The scientific prize winners were:
  • Wietse Boon’s (Best PhD, University of Oslo, Norway) presentation on compatible finite element discretisation spaces for mixed dimensional elasticity problems. These mathematical developments will allow accurate simulation of complex phenomena like the mechanical response of carbon nanotubes embedded in a rubber matrix.
  • Carl Lundholm’s (Runner-up Best PhD, Chalmers, Sweden) live demonstration of solving Poisson’s equation on the augmented reality Microsoft Hololens device. This technology can be used to help workers in hazardous environments better understand the distribution of toxic chemicals in the air by overlaying the solution of a model on the real environment in 3D.
  • Johannes Neumann’s (Best postdoc, Weierstrass Institute for Applied Analysis and Stochastics, Germany) presentation on topology optimisation under uncertainty. This formulation can be used to design efficient and lightweight structures in aircraft subject to rare event scenarios.
  • Sebastian Mitusch and Simon Wolfgang Funke’s (Best poster, Simula Research Laboratory, Norway) poster on fenics-adjoint, a new implementation of the Wilkinson Prize winning dolfin-adjoint software. This software automatically calculates adjoint models, which can be used for a huge variety of purposes, from assimilating real data into global weather models, to understanding the errors in a numerical simulation.
Funding from NumFOCUS

NumFOCUS provided funding for two attendees, Johannes Neumann and Hernán Mella Lobos, to join us at the FEniCS Conference. We had six applications for travel funding. Applicants were selected on a combination of service to the FEniCS community and need for financial support.

  • Hernán has answered 80 questions on the FEniCS Q&A forum and has limited access to travel funds in Chile. Hernán will be contributing an open-source version of his code for mimicking infinite domains in wave propagation problems, and continuing his good work on the FEniCS Q&A forum.
  • Johannes has recently finished his postdoctoral position at WIAS in Berlin and no longer had access to internal funding for travel. He is widely recognised in the community for his excellent work on uncertainty quantification using FEniCS. He won the prize for best postdoctoral presentation, a difficult feat given the standard of the talks! Johannes will continue to work on improving the uncertainty quantification ecosystem built around FEniCS, which seems like a real growth area in the last few years.

NumFOCUS also provided support through Google Summer of Code travel grants for Ivan Yaschuk and Michal Habera to come to the conference. All of the project mentors also attended the conference. Meeting face-to-face was invaluable to gain mutual understanding, but overall just a lot of fun! Both Ivan and Michal passed their first GSoC assessment with flying colours.

Group photo.

Speaker Cecile Diversion and Chair Ettie Unwin before Cecile’s talk on her plans for her postdoctoral position at Simula Laboratory Norway with Marie Rognes.

Right: Simon Funke receiving award for best poster presentation (co-authored with Sebastian Mitusch).

Tormod Landet and Michal Habera talking about his Google Summer of Code work on improved parallel file output in FEniCS.

Carl Lundholm wearing the Microsoft Hololens device before his live demonstration.
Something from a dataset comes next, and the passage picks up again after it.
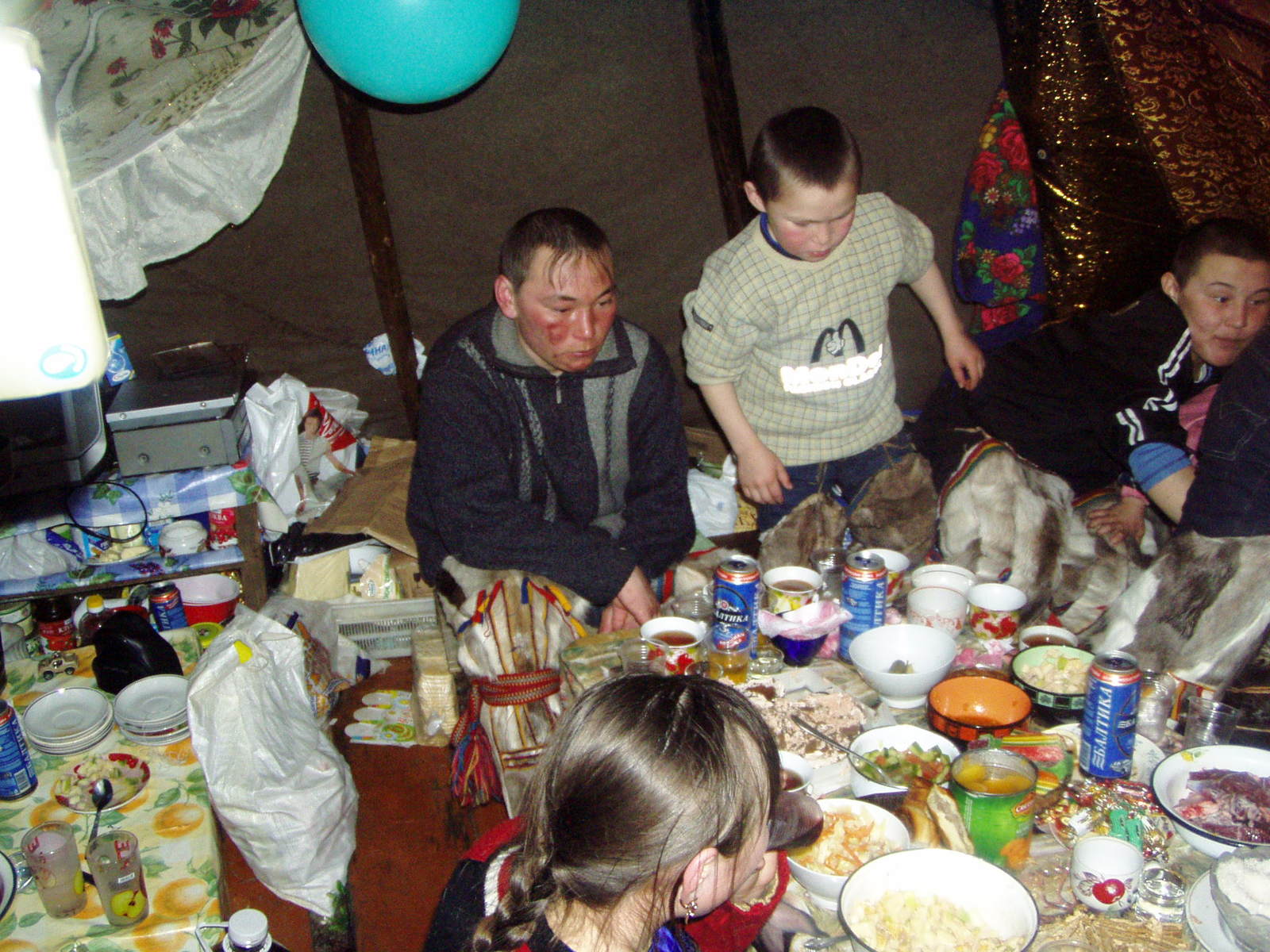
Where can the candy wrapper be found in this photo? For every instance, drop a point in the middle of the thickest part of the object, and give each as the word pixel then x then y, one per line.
pixel 1123 809
pixel 994 654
It’s hard to get an impression of how cool this is without trying it! Carl gave me a demonstration after the conference finished and it was very impressive.

Ivan Yaschuk (GSoC student), Chris Richardson (Mentor) and Michal Habera (GSoC student)

Pretty much every participant walked to dinner through the fortifications of Luxembourg City.

Enjoying our dinner at La Table du Belvedere in the financial district Kirchberg of Luxembourg City.